File created July 17, 2019

Notes

  • All MATLAB scripts are expected to be executed while MATLAB's current folder is the root folder of the codebase (the parent folder of the folder containing this file).

High-dynamic range image synthesis

Create high-dynamic range images from raw images captured using different exposure times.

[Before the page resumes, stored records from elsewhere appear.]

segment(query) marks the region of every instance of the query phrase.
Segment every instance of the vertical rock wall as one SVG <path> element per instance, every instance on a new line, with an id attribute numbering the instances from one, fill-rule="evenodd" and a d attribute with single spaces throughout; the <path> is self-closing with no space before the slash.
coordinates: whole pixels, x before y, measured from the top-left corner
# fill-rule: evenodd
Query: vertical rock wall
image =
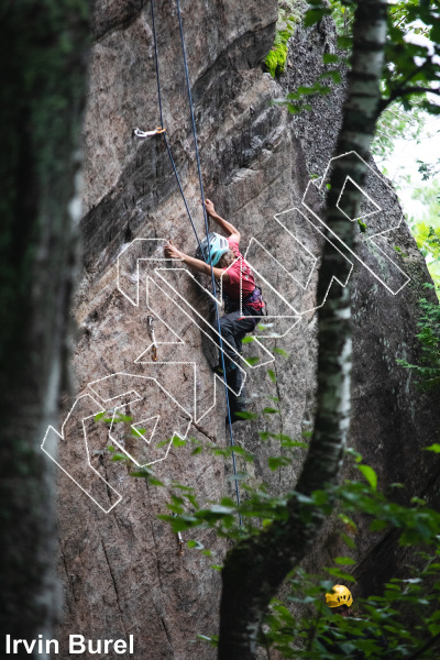
<path id="1" fill-rule="evenodd" d="M 157 1 L 155 9 L 164 125 L 196 230 L 204 235 L 176 6 Z M 242 251 L 249 250 L 249 260 L 258 271 L 268 311 L 272 317 L 282 317 L 267 319 L 282 338 L 262 339 L 261 345 L 248 344 L 245 349 L 248 355 L 257 354 L 261 364 L 267 362 L 248 370 L 252 409 L 260 411 L 273 405 L 267 397 L 276 396 L 279 414 L 234 425 L 234 439 L 255 452 L 255 476 L 265 479 L 273 491 L 284 492 L 294 483 L 302 455 L 298 451 L 292 471 L 271 472 L 267 455 L 279 453 L 279 448 L 275 441 L 262 442 L 258 431 L 298 437 L 311 428 L 315 285 L 323 237 L 309 215 L 293 209 L 302 208 L 309 175 L 321 174 L 331 157 L 343 86 L 312 101 L 312 111 L 297 118 L 271 105 L 284 91 L 261 66 L 274 38 L 274 0 L 183 0 L 182 14 L 205 193 L 218 212 L 240 228 Z M 215 388 L 210 371 L 217 362 L 216 350 L 196 314 L 200 311 L 205 318 L 212 315 L 212 301 L 200 287 L 207 283 L 157 261 L 163 257 L 162 239 L 172 239 L 189 253 L 196 239 L 163 138 L 132 138 L 135 127 L 147 130 L 160 124 L 150 3 L 97 0 L 94 34 L 85 128 L 85 270 L 76 305 L 79 337 L 75 351 L 77 393 L 86 398 L 72 418 L 61 450 L 65 465 L 82 466 L 78 480 L 95 494 L 101 508 L 65 474 L 59 475 L 61 570 L 66 604 L 61 636 L 65 639 L 78 631 L 90 638 L 116 639 L 132 634 L 140 660 L 189 660 L 196 653 L 200 659 L 215 658 L 215 649 L 194 640 L 197 634 L 216 632 L 220 579 L 210 564 L 221 562 L 226 543 L 209 531 L 198 530 L 196 540 L 210 548 L 212 557 L 195 549 L 179 554 L 169 526 L 156 518 L 167 513 L 166 488 L 146 485 L 144 480 L 129 476 L 124 463 L 111 462 L 106 450 L 109 425 L 102 421 L 89 419 L 86 425 L 90 461 L 111 487 L 103 487 L 96 473 L 84 473 L 80 422 L 98 411 L 99 397 L 99 402 L 109 400 L 101 407 L 109 410 L 120 406 L 120 411 L 136 417 L 145 429 L 160 413 L 164 437 L 176 430 L 185 432 L 190 421 L 189 435 L 200 442 L 228 442 L 224 394 L 218 385 Z M 307 33 L 298 26 L 284 85 L 295 87 L 319 74 L 322 53 L 334 48 L 334 41 L 327 20 Z M 387 204 L 396 208 L 397 201 L 393 198 Z M 314 194 L 316 212 L 319 205 L 319 195 Z M 279 215 L 278 222 L 275 215 Z M 411 285 L 403 295 L 380 293 L 365 270 L 355 267 L 353 274 L 353 443 L 378 470 L 382 483 L 405 477 L 404 464 L 399 468 L 389 460 L 396 444 L 404 443 L 410 454 L 425 443 L 436 424 L 438 428 L 433 416 L 426 422 L 424 417 L 422 431 L 415 439 L 418 425 L 414 410 L 420 406 L 428 410 L 430 402 L 420 395 L 415 398 L 408 375 L 394 362 L 400 349 L 408 358 L 414 354 L 416 300 L 427 277 L 407 229 L 402 229 L 399 241 L 410 255 L 413 268 Z M 360 244 L 360 250 L 366 251 L 367 258 L 367 246 Z M 157 267 L 165 271 L 156 272 Z M 157 363 L 148 348 L 148 314 L 155 318 Z M 385 331 L 391 324 L 402 330 L 393 333 L 400 338 L 393 340 L 398 345 L 391 343 L 391 332 Z M 276 355 L 270 363 L 274 346 L 283 348 L 288 356 Z M 276 384 L 267 369 L 275 372 Z M 130 375 L 114 377 L 117 373 Z M 151 378 L 157 383 L 154 391 L 148 389 Z M 142 404 L 127 405 L 122 395 L 133 388 L 138 388 Z M 384 392 L 391 397 L 386 410 Z M 95 404 L 87 398 L 91 395 Z M 110 400 L 112 397 L 117 398 Z M 66 402 L 66 413 L 73 403 Z M 127 426 L 118 426 L 116 438 L 142 463 L 145 447 L 136 438 L 127 438 Z M 147 450 L 156 452 L 155 460 L 162 458 L 156 444 Z M 232 494 L 227 479 L 231 466 L 209 453 L 193 455 L 187 447 L 173 447 L 166 459 L 155 464 L 155 472 L 165 483 L 178 481 L 193 486 L 205 501 Z M 408 481 L 408 490 L 419 492 L 425 480 L 420 472 Z M 189 538 L 185 535 L 185 540 Z M 330 537 L 330 553 L 334 550 L 331 542 Z M 361 551 L 367 553 L 373 546 L 365 537 Z M 65 641 L 62 647 L 67 648 Z"/>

  1. Create a sub-directory called 'averaged_images' in this directory.
  2. Run ../raw_image_preprocessing/PreprocessRAWImages.m
    • A series of figures will open to show correlations between pixel intensities recorded under different exposures. The figures will allow you to assess whether the image sensor has a linear response to exposure time.
    • Images output to './averaged_images/' are dark frame-subtracted versions of the input images from ./captured_images/images_filtered_light/disks/.
    • Exposure-blended versions of the images from './averaged_images/' are saved in ./hdr_averaged_images/. The '.mat' files contain the high-quality, versions of the images, whereas the '.tif' files are the human-viewable versions of the images. '_raw01.tif' images are scaled versions of the exposure-blended images, whereas '_rgb01.tif' images have additionally been demosaiced. The colours of the demosaiced images are uncorrected, and are not necessarily meaningful, because the images were captured under narrowband-filtered light.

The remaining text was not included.